Novas regras da Anac entram em vigor nesta segunda-feira (14) e preveem suspensão do direito de voar em casos graves e gravíssimos
Passageiros que protagonizarem agressões, importunação sexual ou outros comportamentos considerados graves durante viagens aéreas poderão ficar até um ano sem embarcar em voos domésticos no Brasil. As novas regras da Agência Nacional de Aviação Civil (Anac) entram em vigor nesta segunda-feira (14/9) e também preveem multa de até R$ 17,5 mil para os casos mais sérios.
A medida foi aprovada em março e começa a valer seis meses depois.

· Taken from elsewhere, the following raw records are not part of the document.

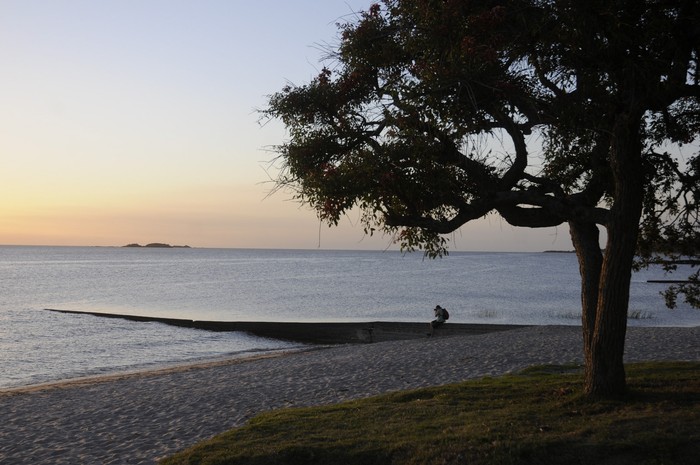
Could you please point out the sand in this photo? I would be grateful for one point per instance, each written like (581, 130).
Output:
(140, 417)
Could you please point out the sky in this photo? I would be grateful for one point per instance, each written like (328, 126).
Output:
(128, 121)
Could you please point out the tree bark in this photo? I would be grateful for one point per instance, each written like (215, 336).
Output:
(585, 238)
(606, 375)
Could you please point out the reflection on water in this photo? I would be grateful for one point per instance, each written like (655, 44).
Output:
(264, 285)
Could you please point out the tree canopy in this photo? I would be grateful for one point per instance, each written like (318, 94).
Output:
(433, 113)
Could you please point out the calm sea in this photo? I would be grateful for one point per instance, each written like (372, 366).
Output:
(263, 285)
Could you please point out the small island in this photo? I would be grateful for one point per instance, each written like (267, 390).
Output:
(159, 245)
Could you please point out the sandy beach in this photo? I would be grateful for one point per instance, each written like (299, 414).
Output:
(138, 418)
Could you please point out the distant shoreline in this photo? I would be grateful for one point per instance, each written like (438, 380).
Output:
(158, 245)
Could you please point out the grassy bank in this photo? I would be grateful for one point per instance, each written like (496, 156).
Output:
(535, 417)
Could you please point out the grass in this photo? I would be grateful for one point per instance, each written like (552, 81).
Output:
(538, 416)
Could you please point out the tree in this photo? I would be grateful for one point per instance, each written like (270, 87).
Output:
(586, 99)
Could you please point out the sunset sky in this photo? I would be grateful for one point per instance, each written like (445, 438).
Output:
(135, 121)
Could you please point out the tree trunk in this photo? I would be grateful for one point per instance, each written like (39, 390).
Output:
(606, 375)
(585, 237)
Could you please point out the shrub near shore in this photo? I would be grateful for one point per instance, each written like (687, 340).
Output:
(538, 416)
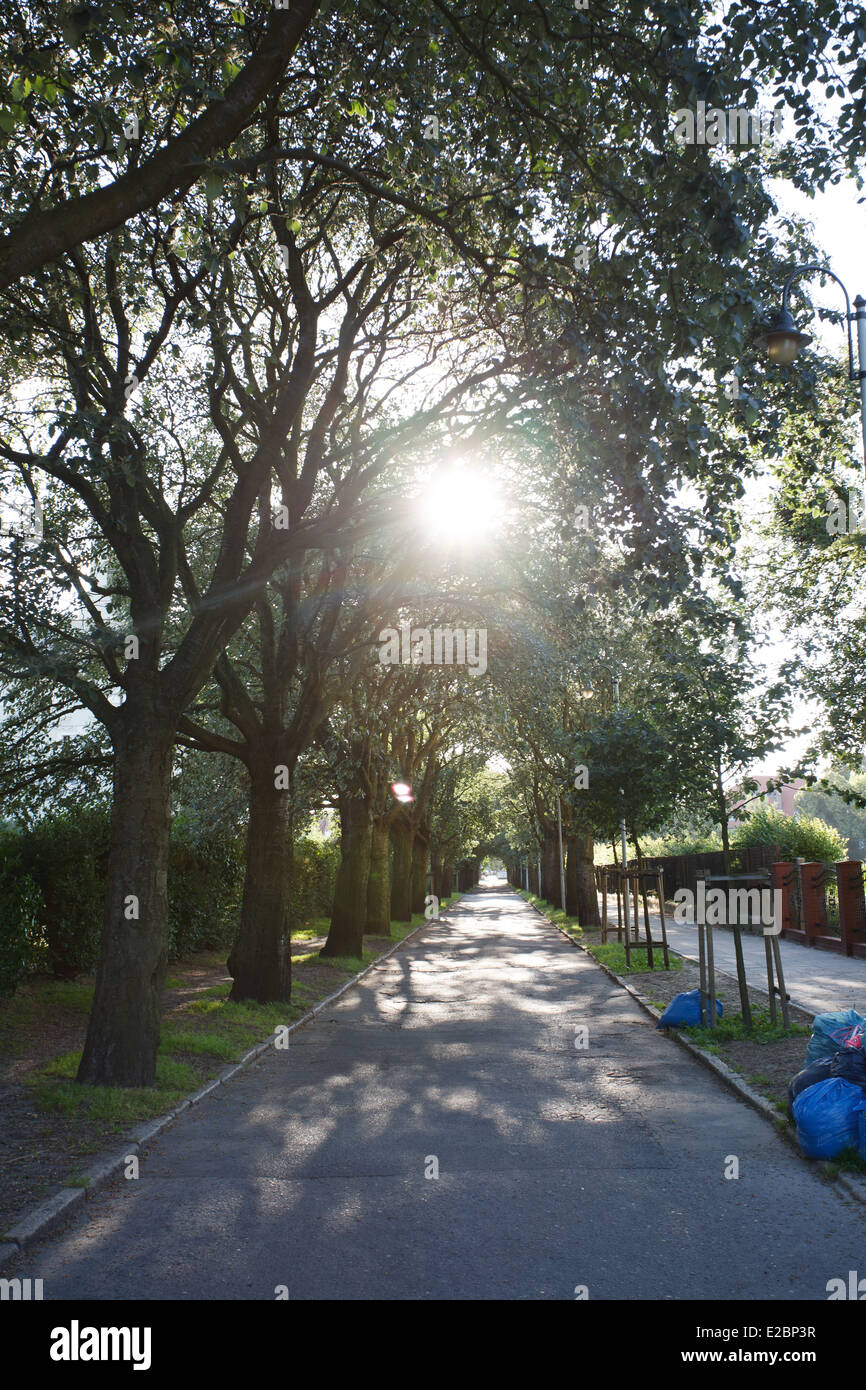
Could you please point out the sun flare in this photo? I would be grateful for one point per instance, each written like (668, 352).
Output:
(462, 505)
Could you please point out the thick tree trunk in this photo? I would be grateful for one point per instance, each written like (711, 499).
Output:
(446, 880)
(349, 915)
(587, 897)
(419, 875)
(260, 961)
(378, 884)
(435, 873)
(551, 869)
(572, 876)
(124, 1027)
(401, 883)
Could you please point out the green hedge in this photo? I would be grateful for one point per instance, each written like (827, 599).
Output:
(314, 876)
(205, 888)
(797, 837)
(52, 890)
(20, 911)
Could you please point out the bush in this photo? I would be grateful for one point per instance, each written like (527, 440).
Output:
(316, 865)
(797, 837)
(66, 855)
(53, 883)
(20, 912)
(205, 887)
(659, 847)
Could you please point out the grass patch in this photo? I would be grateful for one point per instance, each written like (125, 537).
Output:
(64, 995)
(848, 1161)
(613, 955)
(731, 1029)
(203, 1044)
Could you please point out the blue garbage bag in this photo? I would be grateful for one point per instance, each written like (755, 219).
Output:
(850, 1065)
(827, 1118)
(820, 1070)
(830, 1032)
(684, 1011)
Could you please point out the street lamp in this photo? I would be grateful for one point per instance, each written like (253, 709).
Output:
(783, 339)
(587, 690)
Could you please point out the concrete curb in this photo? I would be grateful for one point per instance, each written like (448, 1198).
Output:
(855, 1187)
(41, 1221)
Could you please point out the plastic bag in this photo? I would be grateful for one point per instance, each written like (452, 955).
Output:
(850, 1065)
(820, 1070)
(827, 1118)
(830, 1032)
(684, 1011)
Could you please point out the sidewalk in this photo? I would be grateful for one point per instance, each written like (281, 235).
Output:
(437, 1134)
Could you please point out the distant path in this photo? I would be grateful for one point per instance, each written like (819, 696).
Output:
(558, 1168)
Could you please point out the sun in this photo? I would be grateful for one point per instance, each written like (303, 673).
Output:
(460, 505)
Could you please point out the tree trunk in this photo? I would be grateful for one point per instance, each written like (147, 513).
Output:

O objetivo é combater o aumento dos episódios de indisciplina em aeronaves e aeroportos. Segundo dados da Associação Brasileira das Empresas Aéreas (Abear), foram registrados 881 casos entre janeiro e junho deste ano, dos quais 154 tinham potencial para comprometer a segurança das operações. Em 2025, foram 1.764 ocorrências.
A nova regulamentação estabelece uma gradação das punições. Em situações de desrespeito às normas, a tripulação poderá inicialmente fazer uma advertência verbal. Se o passageiro persistir, a companhia aérea poderá acionar a polícia para retirá-lo do voo.
Multa e suspensão
As condutas classificadas como graves ou gravíssimas podem resultar em multa de R$ 17,5 mil. Para a aplicação da penalidade, é necessário haver provas, como imagens ou testemunhos.
Nos casos gravíssimos, além da multa, o passageiro poderá ser incluído em uma lista de proibição de voo, conhecida como “no fly list”. A suspensão será de seis meses a um ano, dependendo da situação.
Quando a conduta não impedir ou dificultar a operação aérea, a suspensão será de seis meses. Se o comportamento interferir na operação, o período poderá chegar a um ano.
A restrição vale para voos domésticos de qualquer companhia aérea. As empresas terão de compartilhar entre si os dados dos passageiros suspensos e poderão impedir a compra de passagens ou o embarque, inclusive no momento do check-in.
Passageiro terá direito de defesa
A companhia aérea deverá comunicar a punição ao passageiro e à Anac em até cinco dias. O mesmo prazo será dado para que a pessoa apresente sua defesa, com a empresa obrigada a informar os mecanismos disponíveis para recurso.
A multa será aplicada pela própria Anac, após a abertura de processo administrativo para apurar a ocorrência. Dependendo da situação, o passageiro também poderá responder criminalmente e ser obrigado a indenizar eventuais danos provocados à aeronave ou a terceiros.
Caso já tenha comprado passagens para outros voos e seja suspenso, o passageiro terá direito ao reembolso desses bilhetes. A regra não se aplica à viagem em que ocorreu a infração.
Regras valem durante toda a operação
As normas não ficam restritas ao período em que o avião está no ar. Elas se aplicam a situações ocorridas durante o embarque e o desembarque, com as portas abertas ou fechadas, e também durante o voo.
Em situações mais graves, a indisciplina pode inclusive levar a um pouso de emergência.
As companhias aéreas também estão sujeitas a penalidades caso não cumpram corretamente os procedimentos. A multa pode chegar a R$ 70 mil quando a empresa deixa de aplicar uma suspensão determinada. Há ainda previsão de multa de R$ 35 mil para falhas relacionadas ao direito de defesa, aos prazos ou à retirada do nome do passageiro da lista quando a suspensão terminar.
Mudança será avaliada em dois anos
A regulamentação foi criada em um cenário de aumento dos episódios de indisciplina no transporte aéreo. Segundo a advogada Betânia Miguel Teixeira Cavalcante, especialista em direito aeronáutico, a resolução estabelece de forma mais objetiva quais medidas podem ser tomadas pelas empresas diante desse tipo de ocorrência.
“Infelizmente, a gente vê na mídia registros de atos de indisciplina, de agressão verbal ou de importunação sexual”, afirmou a especialista. Segundo ela, algumas situações podem ainda ser levadas à Justiça.
O ministro de Portos e Aeroportos, Tomé Franca, afirmou que a resolução busca proteger a segurança dos voos, das tripulações e dos demais passageiros.
A Anac prevê uma avaliação dos resultados da medida daqui a dois anos, quando deverá analisar se as regras precisam ser atualizadas.